Individuals seeking rapid weight loss, improvement in food sensitivities, and gastrointestinal relief may succeed with the carnivore diet. However, that success may be short-lived. There are no studies reviewing long-term adherence to the diet, much less any benefits that might be derived from doing so.
Before starting the carnivore diet, you should talk to your doctor or a registered dietitian. They can guide you through planning a diet optimal for your body composition, health, and goals.
Who Shouldn’t Try The Carnivore Diet?
People who have kidney problems should not follow the carnivore diet. Those with diabetes, heart disease, hypertension, cancer, lung disease, immune- and autoimmune-related inflammatory conditions (such as asthma, allergies, eczema, rheumatoid arthritis, ulcerative colitis, lupus), mental or cognitive dysfunction, pregnancy and breastfeeding, or other medical conditions requiring medication should not attempt any type of restrictive diet unless they have a discussion with their doctor first. And individuals prone to/or with eating disorders are also not recommended to follow a carnivore diet.

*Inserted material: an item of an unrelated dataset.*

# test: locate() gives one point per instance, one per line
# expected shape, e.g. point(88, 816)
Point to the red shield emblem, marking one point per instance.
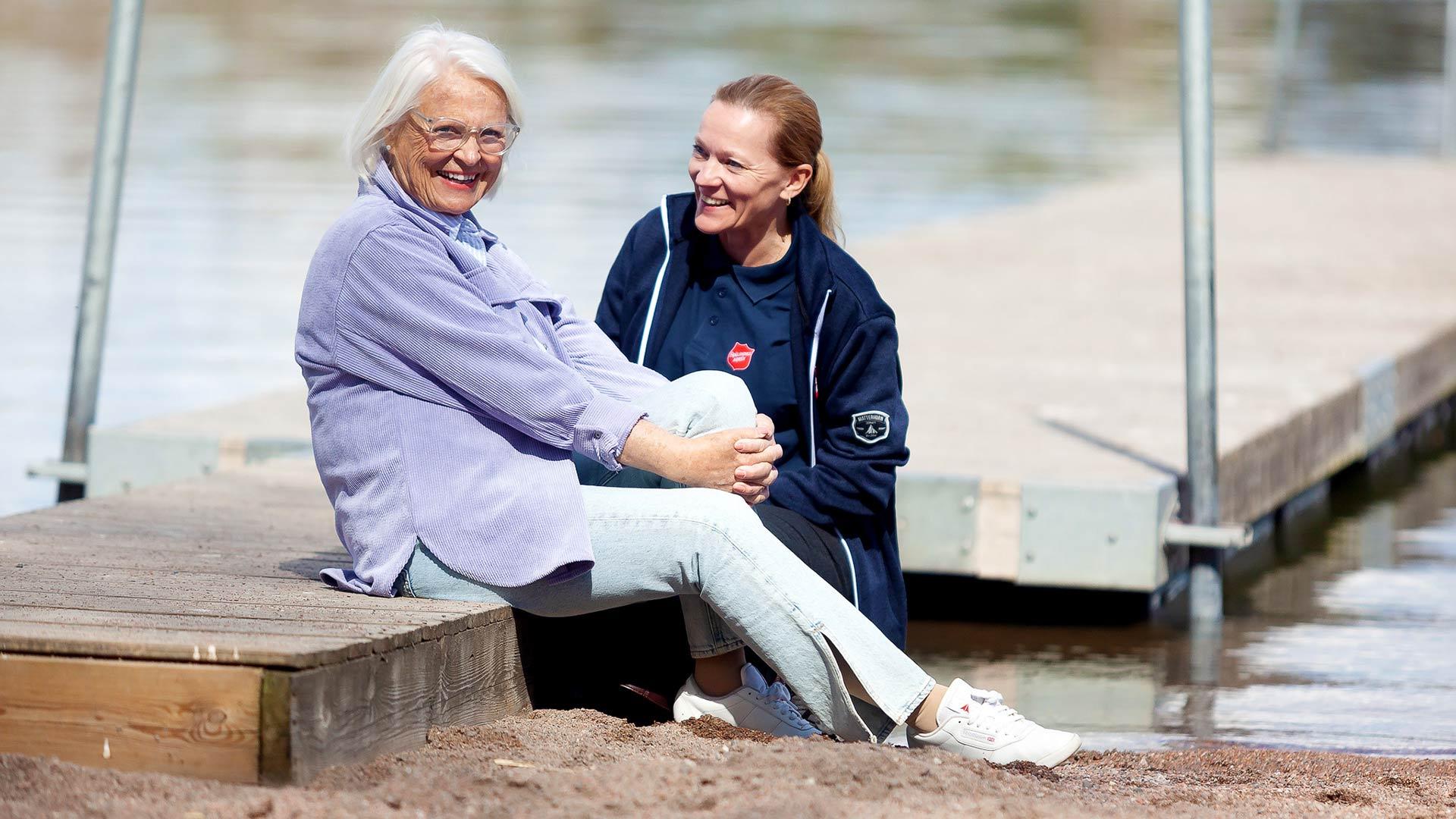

The carnivore diet is extremely restrictive as only meat and other animal products are permitted and nothing else. While there seems to be no perfect diet that works for everyone, the carnivore diet may be associated with more downsides than advantages for most people. There are substantial risks involved when removing large food groups from the diet, and more clinical research is recommended to prove its health claims.
Remember that choosing a diet you can stick to in the long run is crucial. Instead of selecting an extremely restrictive diet, opt for one that is well-balanced, practical, and tailored to fit your preferences and goals. Achieving and maintaining your desired weight relies on healthy eating patterns and regular physical activity that can be sustained throughout life.